Amazon said it built and bought too many warehouses – what does that mean for industrials? – Dunning

Our American business is driven by the average American, which is 95% of the other people. When we go out in the markets right now and we look for sale leaseback industrials, we’re looking for normal people that want to give up their industrial real estate and as tenants sell their real estate, make more money, and buy more businesses, expand their businesses, and grow. There are actually hundreds of thousands of opportunities for people making more than $10 million in industrial buildings, gross, throughout the United States. So, there’s a massive wave of just normal people doing business outside the big behemoths. Obviously, you’re going to see in the news, you’re going to see some more paring back and cutting back, but there’s always going to be M&A. There’s always going to be mergers because the way that businesspeople make money is they get their companies successful, they get their bottom-line revenue, they sell it on, they buy their next company and they aggregate. We’ve seen a massive move of aggregation across the United States and throughout the world actually, as we become more and more efficient. So, industrial is some of the best opportunities, the people on their way up being bought by a PE (private equity), being scaled. I will look at the big companies as a sector, but at the same time they’ve been gobbling up the market rapaciously. I’m an anti-monopoly capitalist, so, we kind of vote on those people in the middle

8% income and total returns of 15-18% despite volatility in markets – Van der Vyfer

From a portfolio construction perspective, I’m someone who needs to have an investment strategy and I need to construct my portfolio. Typically, investors are in traditional assets, equities, bonds, cash, listed property… and your problem varies. For you to be able to generate growth, you are heavily dependent on equities, international domestic equities. What commercial real estate and other global alternative asset classes are bringing to the table is consistency and reliability of returns. You’ve got a tangible, real asset with a tenant in it that’s paying a monthly rental and that escalates annually. So that’s stability and reliability. Secondly, it just brings a different opportunity set to the table. In other words, your toolkit just becomes more to generate growth. What are we looking for? We are looking for the second part of my portfolio that needs to behave differently during the same market cycle and that is why commercial real estates bring it to the table. That core of my property behaves differently to let’s say my equity investment. For example, equities with people that don’t want to take risk came down quite aggressively since the beginning of the year, whereas we kept on getting 8% income per annum out of commercial real estate on an international basis and total returns of between 15 to 18%, despite the volatility in markets. 

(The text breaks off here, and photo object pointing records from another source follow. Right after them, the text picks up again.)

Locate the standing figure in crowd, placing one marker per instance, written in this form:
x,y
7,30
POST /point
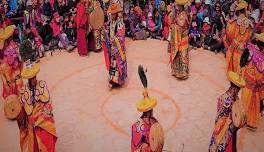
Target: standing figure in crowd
x,y
30,15
81,23
114,48
225,133
141,129
179,57
253,73
10,65
238,32
156,31
94,37
59,34
35,121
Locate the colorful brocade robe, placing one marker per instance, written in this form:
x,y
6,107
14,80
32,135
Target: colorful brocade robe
x,y
224,132
179,45
238,32
114,50
140,135
253,92
36,122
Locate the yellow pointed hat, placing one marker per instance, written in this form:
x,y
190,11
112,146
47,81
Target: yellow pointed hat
x,y
242,5
30,70
181,2
147,103
260,37
114,8
236,79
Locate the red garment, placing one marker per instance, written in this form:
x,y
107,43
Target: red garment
x,y
81,22
81,42
55,28
140,135
260,24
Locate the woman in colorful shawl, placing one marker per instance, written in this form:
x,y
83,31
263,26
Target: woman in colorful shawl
x,y
11,66
81,22
253,73
238,32
35,121
179,57
114,48
225,133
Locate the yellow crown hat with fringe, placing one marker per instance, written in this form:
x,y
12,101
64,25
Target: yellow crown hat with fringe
x,y
147,103
30,70
236,79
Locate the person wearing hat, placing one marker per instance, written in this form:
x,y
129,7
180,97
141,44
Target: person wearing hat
x,y
35,121
140,141
224,134
114,48
252,61
179,57
59,34
30,15
81,23
10,67
238,32
206,33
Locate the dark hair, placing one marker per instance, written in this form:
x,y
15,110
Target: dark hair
x,y
242,11
147,113
30,35
244,58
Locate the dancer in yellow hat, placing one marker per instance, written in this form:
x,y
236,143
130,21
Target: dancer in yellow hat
x,y
141,129
35,121
252,60
224,134
238,32
179,44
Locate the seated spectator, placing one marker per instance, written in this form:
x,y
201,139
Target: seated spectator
x,y
38,43
61,7
231,15
208,10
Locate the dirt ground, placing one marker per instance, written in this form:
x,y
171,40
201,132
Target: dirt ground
x,y
91,118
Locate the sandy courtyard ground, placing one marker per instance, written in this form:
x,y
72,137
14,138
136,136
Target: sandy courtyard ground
x,y
91,118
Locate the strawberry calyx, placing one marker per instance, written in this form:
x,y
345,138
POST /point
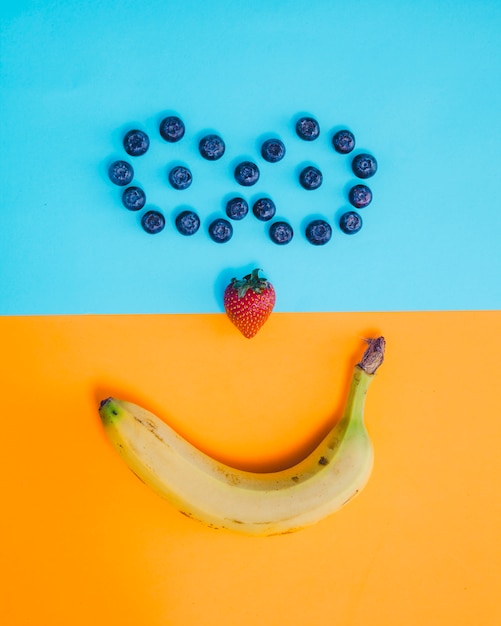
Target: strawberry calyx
x,y
252,281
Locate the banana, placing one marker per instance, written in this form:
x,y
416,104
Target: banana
x,y
253,503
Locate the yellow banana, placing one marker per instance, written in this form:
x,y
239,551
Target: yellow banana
x,y
254,503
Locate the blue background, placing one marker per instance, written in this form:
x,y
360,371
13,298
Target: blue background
x,y
419,84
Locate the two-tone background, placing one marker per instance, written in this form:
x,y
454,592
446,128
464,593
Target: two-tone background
x,y
92,306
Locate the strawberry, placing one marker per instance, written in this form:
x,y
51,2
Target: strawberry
x,y
249,302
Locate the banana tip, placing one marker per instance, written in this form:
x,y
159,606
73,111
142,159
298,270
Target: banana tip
x,y
374,355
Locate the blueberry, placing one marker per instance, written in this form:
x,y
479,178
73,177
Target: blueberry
x,y
264,209
211,147
187,222
220,230
343,141
180,177
172,128
121,173
350,222
307,128
133,198
246,173
318,232
360,196
136,142
153,222
273,150
237,208
281,233
364,165
310,178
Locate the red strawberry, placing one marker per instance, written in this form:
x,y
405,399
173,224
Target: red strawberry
x,y
249,302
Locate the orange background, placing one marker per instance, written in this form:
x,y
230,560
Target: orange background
x,y
84,542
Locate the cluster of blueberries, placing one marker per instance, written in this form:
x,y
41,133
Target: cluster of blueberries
x,y
212,148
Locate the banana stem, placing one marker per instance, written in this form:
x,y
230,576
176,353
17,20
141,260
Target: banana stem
x,y
373,356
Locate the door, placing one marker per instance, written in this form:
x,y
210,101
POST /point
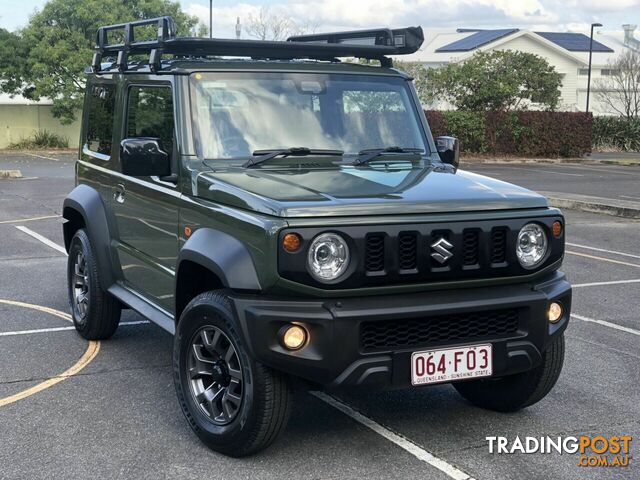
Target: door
x,y
146,208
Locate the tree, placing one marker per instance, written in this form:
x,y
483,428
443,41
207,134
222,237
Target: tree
x,y
271,26
497,80
57,45
619,92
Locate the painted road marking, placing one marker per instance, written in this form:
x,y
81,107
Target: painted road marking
x,y
615,252
606,324
32,219
40,156
92,350
44,240
603,259
597,284
402,442
62,329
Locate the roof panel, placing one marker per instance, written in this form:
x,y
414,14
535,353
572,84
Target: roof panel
x,y
476,40
574,42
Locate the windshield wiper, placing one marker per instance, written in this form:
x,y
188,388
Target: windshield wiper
x,y
264,155
369,154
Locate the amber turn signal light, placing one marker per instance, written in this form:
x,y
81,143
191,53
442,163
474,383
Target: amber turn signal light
x,y
291,242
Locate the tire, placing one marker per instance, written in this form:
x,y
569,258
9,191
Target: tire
x,y
95,312
258,399
514,392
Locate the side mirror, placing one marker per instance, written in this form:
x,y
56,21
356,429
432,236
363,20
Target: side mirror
x,y
144,157
449,150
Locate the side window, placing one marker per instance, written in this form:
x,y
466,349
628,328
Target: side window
x,y
150,114
102,101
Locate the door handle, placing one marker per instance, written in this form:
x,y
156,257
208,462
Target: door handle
x,y
118,195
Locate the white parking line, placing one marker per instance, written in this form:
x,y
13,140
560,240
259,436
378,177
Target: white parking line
x,y
42,239
602,259
40,156
60,329
614,252
597,284
408,445
606,324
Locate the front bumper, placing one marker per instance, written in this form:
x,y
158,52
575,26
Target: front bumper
x,y
337,356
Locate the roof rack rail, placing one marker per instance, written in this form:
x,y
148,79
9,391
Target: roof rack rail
x,y
405,40
369,44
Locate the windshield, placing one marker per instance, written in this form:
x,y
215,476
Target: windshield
x,y
236,114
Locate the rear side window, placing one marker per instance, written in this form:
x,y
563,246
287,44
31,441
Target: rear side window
x,y
102,101
150,114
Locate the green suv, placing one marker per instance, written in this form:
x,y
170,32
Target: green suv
x,y
288,215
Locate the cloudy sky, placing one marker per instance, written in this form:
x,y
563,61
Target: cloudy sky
x,y
552,15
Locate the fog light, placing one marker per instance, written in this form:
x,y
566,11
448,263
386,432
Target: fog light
x,y
293,337
555,312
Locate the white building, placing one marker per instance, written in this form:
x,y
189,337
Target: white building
x,y
567,52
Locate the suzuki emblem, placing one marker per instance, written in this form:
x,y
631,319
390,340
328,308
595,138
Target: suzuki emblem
x,y
442,251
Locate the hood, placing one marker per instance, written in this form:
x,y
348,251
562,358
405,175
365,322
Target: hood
x,y
369,190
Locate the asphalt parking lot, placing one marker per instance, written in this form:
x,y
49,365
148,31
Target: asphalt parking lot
x,y
72,409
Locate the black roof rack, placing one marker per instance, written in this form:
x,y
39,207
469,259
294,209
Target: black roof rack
x,y
369,44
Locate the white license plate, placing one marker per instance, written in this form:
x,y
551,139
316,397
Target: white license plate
x,y
449,364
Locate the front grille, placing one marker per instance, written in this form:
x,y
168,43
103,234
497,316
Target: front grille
x,y
429,252
470,247
408,250
498,245
426,331
374,256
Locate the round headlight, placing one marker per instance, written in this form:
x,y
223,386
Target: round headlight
x,y
328,257
531,246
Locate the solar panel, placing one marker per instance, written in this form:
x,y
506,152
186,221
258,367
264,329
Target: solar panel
x,y
476,40
574,42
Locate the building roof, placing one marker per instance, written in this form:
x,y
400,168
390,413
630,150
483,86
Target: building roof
x,y
574,42
20,100
477,39
434,52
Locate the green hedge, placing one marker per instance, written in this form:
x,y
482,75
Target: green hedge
x,y
527,134
616,133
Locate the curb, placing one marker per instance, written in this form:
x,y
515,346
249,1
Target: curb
x,y
607,206
10,174
624,162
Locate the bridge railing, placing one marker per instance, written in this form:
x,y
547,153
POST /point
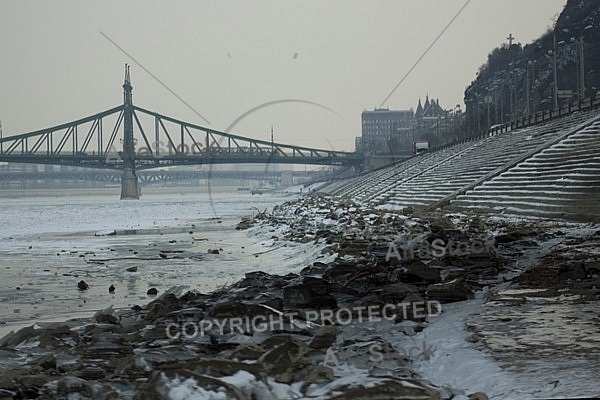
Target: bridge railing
x,y
159,140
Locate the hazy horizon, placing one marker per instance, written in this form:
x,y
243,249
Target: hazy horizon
x,y
225,58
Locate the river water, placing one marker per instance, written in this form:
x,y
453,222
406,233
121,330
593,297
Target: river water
x,y
51,240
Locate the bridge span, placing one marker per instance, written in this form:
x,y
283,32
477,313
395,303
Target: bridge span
x,y
150,140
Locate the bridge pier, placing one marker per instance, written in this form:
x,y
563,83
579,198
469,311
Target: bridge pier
x,y
129,185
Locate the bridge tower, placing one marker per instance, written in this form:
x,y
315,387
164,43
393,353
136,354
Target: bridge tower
x,y
129,180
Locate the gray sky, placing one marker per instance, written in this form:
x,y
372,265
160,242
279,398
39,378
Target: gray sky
x,y
227,57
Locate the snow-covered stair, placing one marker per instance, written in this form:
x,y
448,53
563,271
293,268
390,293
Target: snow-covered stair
x,y
561,181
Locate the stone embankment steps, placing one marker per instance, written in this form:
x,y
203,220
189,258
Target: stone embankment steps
x,y
475,163
381,180
541,158
561,181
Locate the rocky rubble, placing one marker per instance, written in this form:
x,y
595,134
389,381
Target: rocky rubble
x,y
303,335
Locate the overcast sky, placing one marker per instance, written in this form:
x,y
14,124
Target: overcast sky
x,y
227,57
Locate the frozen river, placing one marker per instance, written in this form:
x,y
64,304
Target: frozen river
x,y
50,240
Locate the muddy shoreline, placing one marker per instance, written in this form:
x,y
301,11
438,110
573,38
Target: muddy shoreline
x,y
348,328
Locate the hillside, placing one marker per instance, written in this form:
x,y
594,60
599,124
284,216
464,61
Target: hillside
x,y
518,80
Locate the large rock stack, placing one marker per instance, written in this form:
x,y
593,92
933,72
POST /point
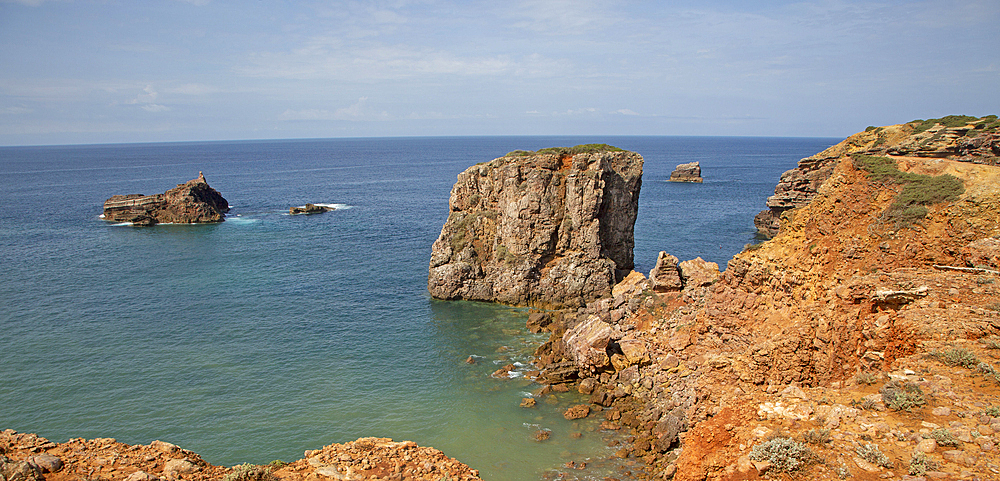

Despite crazy political life, the US free markets are radically powerful – Dunning

One of the things about America that’s been so interesting is this is the perfect time in our fiscal growth cycles as it relates to our justice system. America has a pretty crazy political life right now, but the power of its engine is much greater and really still radically owned by the citizens and the businesspeople here. So, pretty much you can do business in America, you can say whatever you want, you can basically do whatever you want here and although it seems like there’s this political drama, our free markets are radically powerful. They’re very resilient, receptive and the amount of international capital that continues to come here and behind our dollar. So, structurally, as I like to say, as an American, we’re not better than anyone, but we’re really blessed. Just a perfect amount of elements and timing and our market, our physical geography, our resources. It’s kind of a Goldilocks of Western civilisation over here. We have a lot of power, a very big economy and the bigger an economy, the safer the economy. 

Investing in countries like the US, UK or Europe gives wealth protection, peace of mind – Picken

Why do people invest in the likes of America or England or Europe? It’s wealth protection, protecting their capital. It’s a hedge against deflation of a currency. There are good laws like you’re going to own your property. It’s not going to be taken away from you. So I tend to say, there are three reasons why people invest in first world currencies like America: it’s wealth protection, it’s a plan B and it’s peace of mind. Ultimately, the wisest thing you can do as an investment is diversification and America at the moment is the darling of the investment world – and industrial is the darling sector of America.